Digitale Tools können die Herangehensweise an das Thema Compliance vereinfachen und effektiv gestalten. Nach einer Studie zu Digitalisierung und Compliance aus dem Jahr 2021 nutzen bereits 77 % der befragten Unternehmen Informationstools zur Schulung ihrer Mitarbeitenden, 61 % nutzen Prozesstools, 32 % GRC-Anwendungen und 14 % Chatbots für das sog. Whistleblowing.[3] Ca. ein Drittel der Unternehmen nutzen eigens entwickelte Tools für Digital Compliance, dabei handelt es sich meist um Analyse-, Detection- und Dokumentationslösungen sowie spezielle Tools, etwa zur digitalen Rechte- und Freigabeverwaltung.[4]
Beispiele für Tools im Bereich der Digital Compliance
INFORMATIONSSOFTWARE dienen der Schulung von Mitarbeitenden. Durch ansprechende, abwechslungsreiche und interaktive Inhalte werden Mitarbeitende motiviert zu lernen. Anschließend kann der Lernerfolg durch Tests gemessen und ein entsprechender Nachweis ausgehändigt werden.[5]

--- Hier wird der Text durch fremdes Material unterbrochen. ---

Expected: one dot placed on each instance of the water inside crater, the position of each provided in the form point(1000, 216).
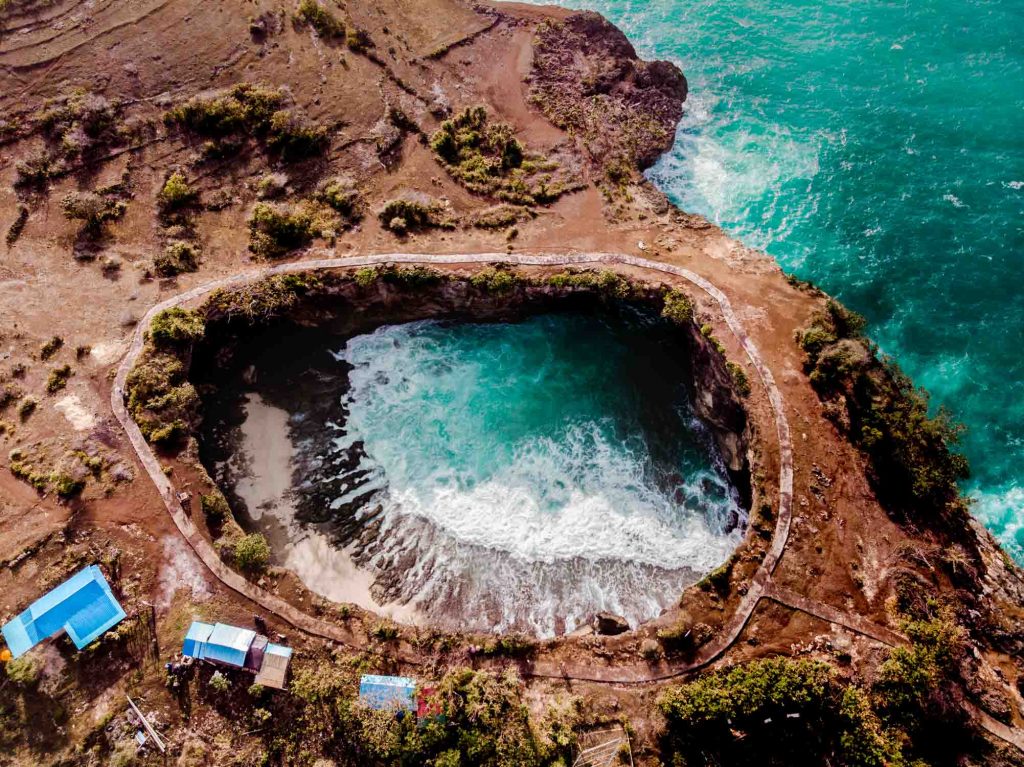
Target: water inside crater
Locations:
point(480, 475)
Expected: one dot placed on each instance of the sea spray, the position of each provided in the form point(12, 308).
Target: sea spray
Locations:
point(876, 150)
point(531, 474)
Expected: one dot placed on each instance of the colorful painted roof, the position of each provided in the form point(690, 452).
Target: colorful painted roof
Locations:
point(83, 605)
point(387, 692)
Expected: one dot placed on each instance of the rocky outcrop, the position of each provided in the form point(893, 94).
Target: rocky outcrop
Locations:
point(609, 624)
point(587, 78)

PROZESSTOOLS werden zur Steuerung von Aufgaben und Aktivitäten eingesetzt. Hier ist es möglich, etwa durch Checklisten im laufenden Prozess rechtliche Vorgaben abzufragen und so für deren Einhaltung zu sorgen. Mögliche Anwendungsgebiete sind in der Produktion oder im Vertrieb zu sehen.[6]

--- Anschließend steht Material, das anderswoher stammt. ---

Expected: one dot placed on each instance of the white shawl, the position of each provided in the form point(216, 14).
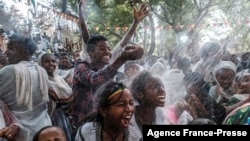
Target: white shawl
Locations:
point(24, 83)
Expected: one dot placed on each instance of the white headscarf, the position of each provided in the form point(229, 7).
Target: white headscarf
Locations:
point(24, 90)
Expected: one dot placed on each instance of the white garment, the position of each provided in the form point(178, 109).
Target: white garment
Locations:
point(32, 120)
point(88, 131)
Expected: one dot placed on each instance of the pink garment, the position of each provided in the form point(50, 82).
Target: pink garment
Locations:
point(171, 115)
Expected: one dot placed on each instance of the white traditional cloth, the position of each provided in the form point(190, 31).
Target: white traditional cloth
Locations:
point(31, 119)
point(174, 86)
point(24, 90)
point(213, 92)
point(160, 119)
point(89, 130)
point(57, 83)
point(224, 65)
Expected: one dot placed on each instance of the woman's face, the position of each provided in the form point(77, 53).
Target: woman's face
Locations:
point(120, 113)
point(245, 84)
point(192, 88)
point(225, 78)
point(154, 92)
point(52, 134)
point(49, 64)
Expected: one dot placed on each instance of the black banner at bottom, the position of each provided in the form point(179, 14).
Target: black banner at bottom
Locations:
point(162, 132)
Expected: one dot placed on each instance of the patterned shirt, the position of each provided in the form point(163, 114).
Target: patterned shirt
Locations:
point(87, 78)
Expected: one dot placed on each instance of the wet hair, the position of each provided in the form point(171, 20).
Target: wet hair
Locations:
point(102, 94)
point(23, 42)
point(36, 136)
point(129, 64)
point(3, 59)
point(93, 40)
point(201, 121)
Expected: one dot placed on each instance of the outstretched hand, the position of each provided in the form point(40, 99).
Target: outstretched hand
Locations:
point(142, 13)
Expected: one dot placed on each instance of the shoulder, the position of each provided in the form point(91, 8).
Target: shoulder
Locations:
point(7, 71)
point(86, 131)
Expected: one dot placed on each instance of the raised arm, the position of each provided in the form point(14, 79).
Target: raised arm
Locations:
point(139, 15)
point(82, 24)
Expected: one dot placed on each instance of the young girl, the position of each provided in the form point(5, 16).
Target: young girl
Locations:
point(110, 121)
point(148, 90)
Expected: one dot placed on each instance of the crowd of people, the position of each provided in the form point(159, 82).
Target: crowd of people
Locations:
point(110, 95)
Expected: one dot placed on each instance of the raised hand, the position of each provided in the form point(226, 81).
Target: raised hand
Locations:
point(132, 52)
point(142, 13)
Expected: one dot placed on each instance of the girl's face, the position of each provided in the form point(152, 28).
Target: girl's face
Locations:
point(244, 84)
point(52, 134)
point(49, 63)
point(154, 92)
point(225, 78)
point(192, 88)
point(120, 113)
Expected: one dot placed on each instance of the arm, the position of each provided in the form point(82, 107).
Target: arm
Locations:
point(11, 129)
point(86, 74)
point(138, 17)
point(82, 24)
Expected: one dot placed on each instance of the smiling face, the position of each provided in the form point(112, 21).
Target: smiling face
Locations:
point(245, 84)
point(52, 134)
point(49, 63)
point(120, 112)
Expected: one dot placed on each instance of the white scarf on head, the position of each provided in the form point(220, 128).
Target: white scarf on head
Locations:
point(224, 65)
point(24, 83)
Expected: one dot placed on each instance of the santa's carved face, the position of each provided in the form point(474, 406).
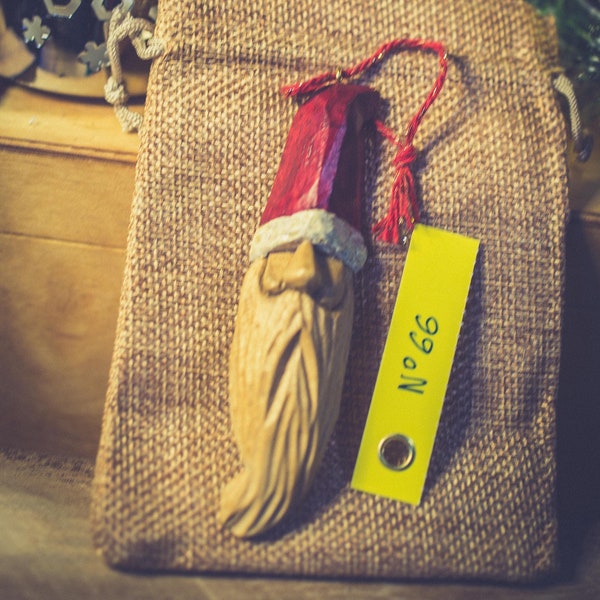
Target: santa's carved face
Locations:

GRC-ANWENDUNGEN steht für Governance, Risk und Compliance-Anwendungen und meint die ganzheitliche Betrachtung aller Funktionen einer Organisation, um rechtliche, finanzielle und Reputationsrisiken zu identifizieren und zu steuern.
WHISTLEBLOWING-SYSTEME/CHATBOTS sind Systeme mittels derer die Mitarbeitenden, oft anonym, Hinweise zu möglichen Verstößen geben können. Denkbar ist ebenfalls der Einsatz von Chatbots, um eine menschliche Unterhaltung (ohne Schamgefühl) zu simulieren und evtl. Fragen des Hinweisgebenden beantworten zu können. Bereits 2019 verabschiedete die EU die sog. EU-Whistleblowing-Richtlinie. Danach soll es erleichtert werden, Hinweise zu geben, ohne mögliche Repressalien fürchten zu müssen. Entsprechende Meldekanäle sind in Unternehmen ab 50 Mitarbeitenden einzurichten und erfassen damit auch kleine und mittelständische Unternehmen. Eine Umsetzung in deutsches Recht fand bislang nicht statt, soll aber laut Koalitionsvertrag in der aktuellen Legislaturperiode umgesetzt werden. Bis dahin ist das deutsche Recht richtlinienkonform auszulegen.
- Kreßel, NJW 2018, 841.
- Remberg, CCZ 2021, 93.
- Bräutigam/Habbe/Heckmann, Compliance-Studie 2021, Digitalisierung & Compliance, S. 28.
- Bräutigam/Habbe/Heckmann, Compliance-Studie 2021, Digitalisierung & Compliance, S. 29.
- Bräutigam/Habbe, NJW 2022, 809, 811.
- Bräutigam/Habbe, NJW 2022, 809, 812.